As for watering the beds with dirty water, Leatherwood said he is currently doing this all along Main Street. He is, in fact, spraying liquid fertilizer to the tree roots, which goes a long way to keep the City’s linear urban forest healthy.
“Most of our work is done early in the day, between 5 and 10 a.m.,” Leatherwood said, “so most people don’t know this is going on. But we talk to and work with shopkeepers and restaurant owners to be sure we help with their needs and problems as much as possible.”
The array of varied shapes, sizes, and types of trees from North King St. south to Allen St. creates a handsome display of beauty, shade, color, and contrast to flowers, shrubs, and grasses. Included in the 56 species listed in Leatherwood’s I-tree inventory are several types of dogwoods, a gorgeous false cypress and a bald cypress, a graceful ginko, several types of hollies, a handsome Dawn redwood, a favorite Carolina silverbell, five kinds of magnolia (successfully treated for a weevil problem), maples, sweet gums, and many, many more.

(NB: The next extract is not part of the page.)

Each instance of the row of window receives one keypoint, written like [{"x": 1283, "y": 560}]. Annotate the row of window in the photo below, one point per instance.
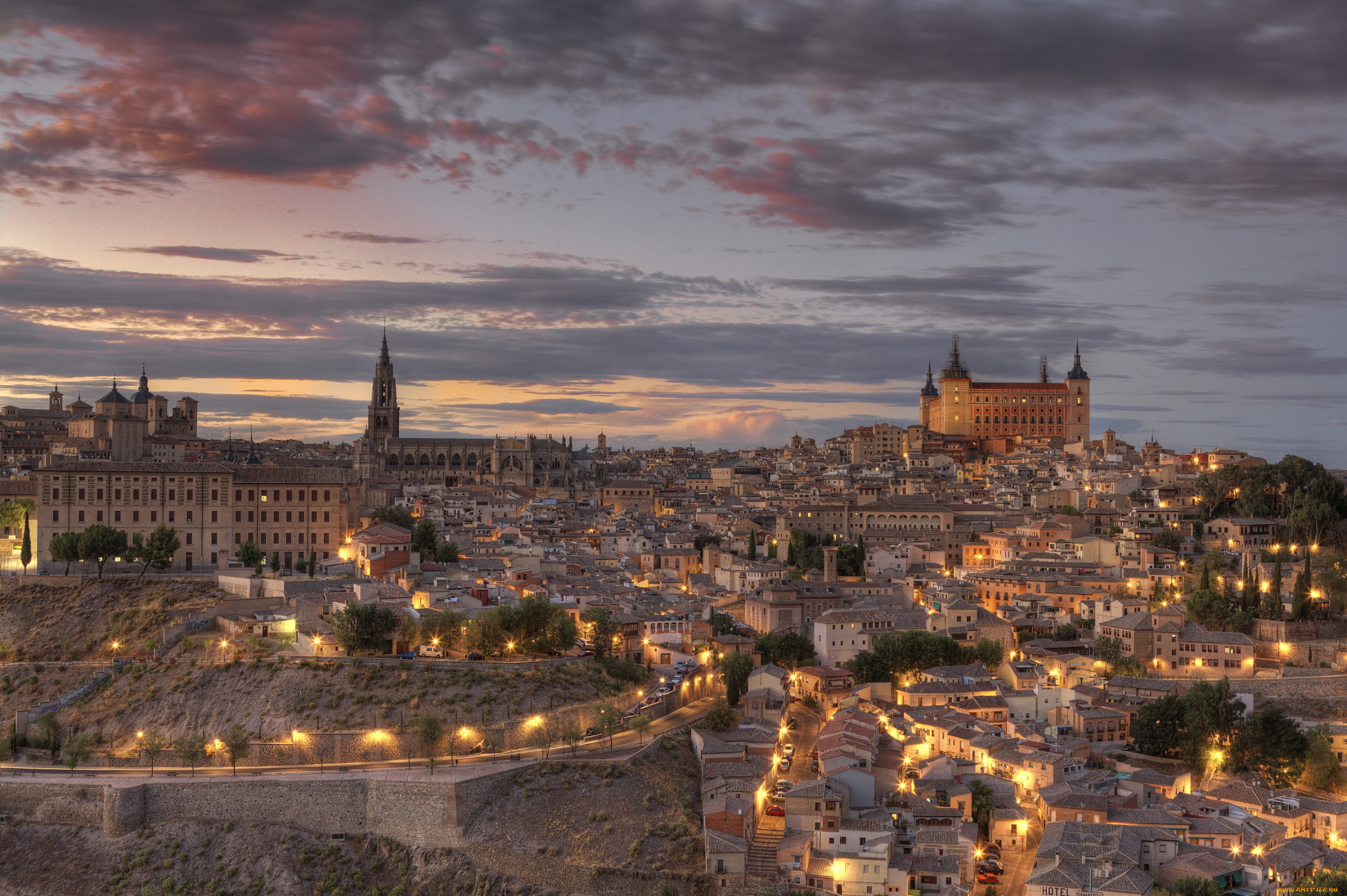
[{"x": 171, "y": 494}]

This winter, if one strolls Main Street early in the morning, the City’s urban forest patrol might be spotted.
The entire program is supervised and aided by the Public Works Department. Leatherwood made a point of this: “Whenever I ask that trees be replaced or mulch be provided or any other significant projects like that, the fellows in the Public Works Department are right there on the job,” Leatherwood explained.
“This tree-care program makes for a handsome, healthy downtown arboretum that we all enjoy,” said Tom Wooten, director of Public Works Department. “We are proud of our urban forest throughout the City, and our Main Street is popular with locals and visitors because of its beauty. Tree maintenance is an important part of that.”
Hendersonville Tree Board is commissioned by the City of Hendersonville to provide advice on the selection and care of trees and shrubs in public places. The Tree Board also educates the public concerning the economic and aesthetic benefits of trees and shrubs for the community. The Arbor Day Foundation has recognized Hendersonville as a Tree City USA for 25 years because of its high level of tree care. The city also became a Bee City USA in 2015.